Representative field potential recordings from a) aPCX and b) LEC showing LFP as a sonogram and waveform as well as individually digitally filtered theta, beta, and gamma components. Odorant stimulation duration (2 sec.) is depicted by the shaded area. Odors evoked enhanced oscillatory activity in LEC compared to the aPCX. c) Spontaneous LFP activity in aPCX and LEC. While theta band power was significantly higher in aPCX compared to LEC, beta and gamma band spontaneous activity were higher in LEC than in aPCX. d) Odor-evoked oscillations in the aPCX and LEC across all odors. LEC evoked oscillations were significantly greater than aPCX specifically within the theta band.
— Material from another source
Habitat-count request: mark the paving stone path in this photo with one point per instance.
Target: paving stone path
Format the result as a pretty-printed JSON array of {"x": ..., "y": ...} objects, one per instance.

Error bars represent ± 1 SEM.

Figure 7

Power change in odor-evoked theta oscillations recorded in LEC and aPCX in response to pure, monomolecular odors and odor mixtures. Pure odors elicited a significantly larger power change than odor mixtures in aPCX (p<.01) though this difference was absent in LEC. In addition, pure odors elicited a larger power change than mixtures in both LEC and aPCX (F(1, 116) = 4.09, p <.05). Furthermore, LEC theta power change in response to both types of odors was greater than in aPCX (F(1, 116) = 12.14, p <.001).

Figure 8

a) Raster plots of spontaneous and odor evoked beta waves in aPCX and LEC of a representative dual recording animal are shown in the top panels with respiration phase shown in the bottom panel. Note the high correlation of beta activity to respiration in aPCX and the weaker correlation in LEC. The transition between inhalation and exhalation occurs at time 0. b) Sonogram of oscillatory activity in LEC and aPCX relative to respiration (bottom panel) through a 1 second time span. Beta activity occurred consistently in phase with respiration in aPCX while not being phase locked to any phase of respiration in LEC. c) Mean computed vector length and angle across all 4 animals (transition between inhalation and exhalation occurs at angle 0). Note circle radius is 0.5.